I have this table in SQL:
CREATE TABLE mytable (
id BIGINT,
color VARCHAR(10),
food VARCHAR(10),
sport VARCHAR(12),
animal VARCHAR(10)
) DISTRIBUTE ON (id);
INSERT INTO mytable (id, color, food, sport, animal) VALUES
( 1, 'red', 'pizza', 'soccer', 'dog'),
( 2, 'blue', 'sushi', 'tennis', 'cat'),
( 3, 'green', 'tacos', 'basketball', 'horse'),
( 4, 'yellow', 'pasta', 'golf', 'rabbit'),
( 5, 'pink', 'pizza', 'swimming', 'fox'),
( 6, 'orange', 'burger', 'soccer', 'bear'),
( 7, 'black', 'ramen', 'hockey', 'wolf'),
( 8, 'purple', 'tacos', 'cricket', 'cat'),
( 9, 'white', 'salad', 'tennis', 'dog'),
(10, 'brown', 'pizza', 'running', 'deer'),
(11, 'cyan', 'curry', 'boxing', 'tiger'),
(12, 'gray', 'sushi', 'soccer', 'horse'),
(13, 'teal', 'burger', 'baseball', 'owl'),
(14, 'maroon', 'pasta', 'golf', 'dog'),
(15, 'navy', 'tacos', 'rugby', 'frog');
I want to randomly select 15 rows from this table (i.e. sampling without replacement).

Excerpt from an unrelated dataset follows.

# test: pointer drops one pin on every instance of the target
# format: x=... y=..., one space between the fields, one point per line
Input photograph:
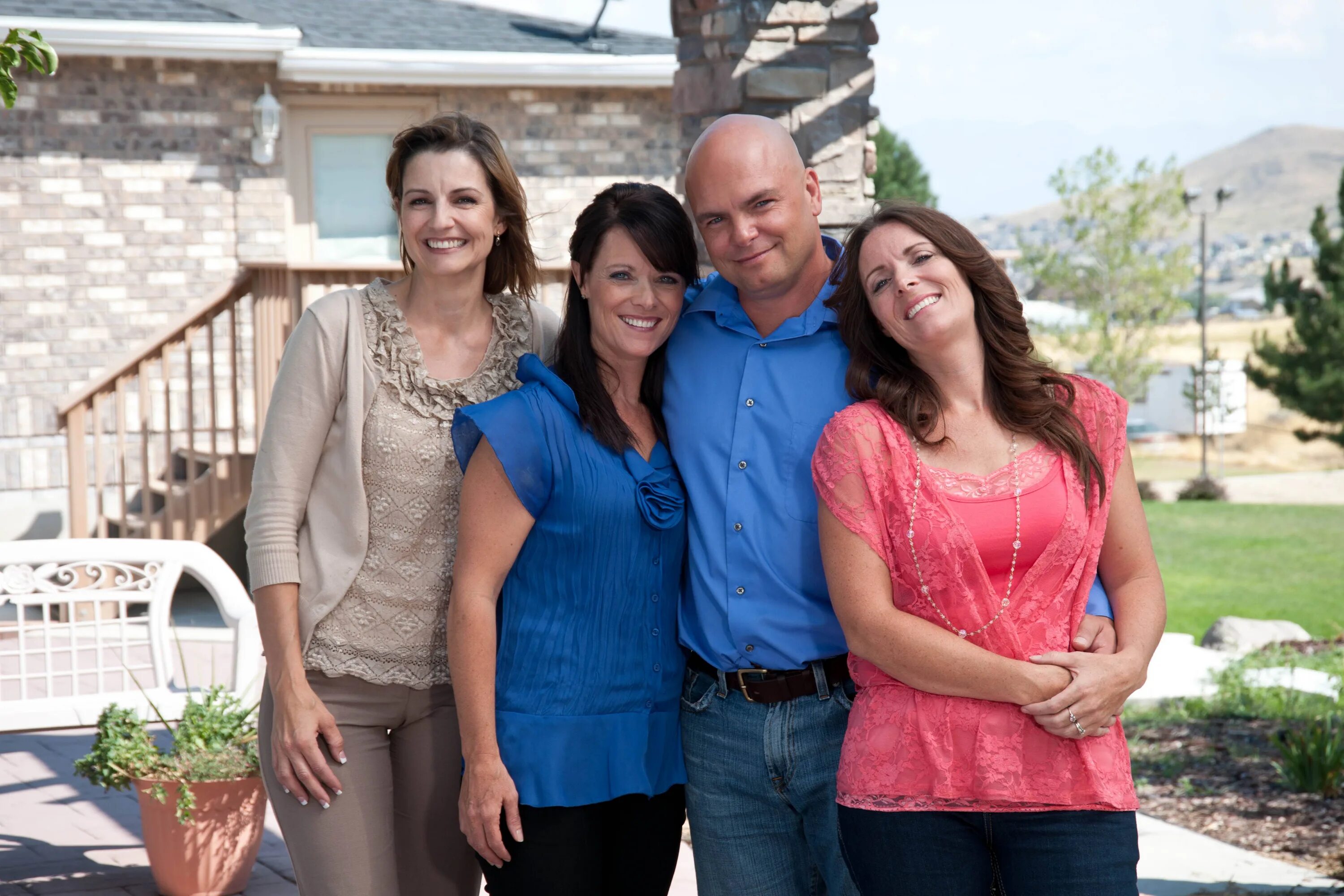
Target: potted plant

The final result should look something like this:
resample_id | original_id | color | food | sport | animal
------------+-------------+--------+--------+------------+--------
1 | 7 | black | ramen | hockey | wolf
2 | 3 | green | tacos | basketball | horse
3 | 7 | black | ramen | hockey | wolf
4 | 12 | gray | sushi | soccer | horse
5 | 1 | red | pizza | soccer | dog
6 | 15 | navy | tacos | rugby | frog
7 | 7 | black | ramen | hockey | wolf
8 | 9 | white | salad | tennis | dog
9 | 3 | green | tacos | basketball | horse
10 | 14 | maroon | pasta | golf | dog
11 | 2 | blue | sushi | tennis | cat
12 | 12 | gray | sushi | soccer | horse
13 | 5 | pink | pizza | swimming | fox
14 | 10 | brown | pizza | running | deer
15 | 5 | pink | pizza | swimming | fox
I thought of the following logic - generate random numbers corresponding to the rows that need to be selected and then join them back to the original table:
SELECT
g.i AS resample_id,
t.id AS original_id,
t.color, t.food,
t.sport,
t.animal
FROM (
SELECT ROW_NUMBER() OVER (ORDER BY NULL) AS i,
CAST((RANDOM() * 15) AS BIGINT) + 1 AS pick_id
FROM mytable
LIMIT 15
) g
JOIN mytable t ON t.id = g.pick_id
ORDER BY g.i;
This is giving me an empty response.
Can someone please help me figure out what I am doing wrong?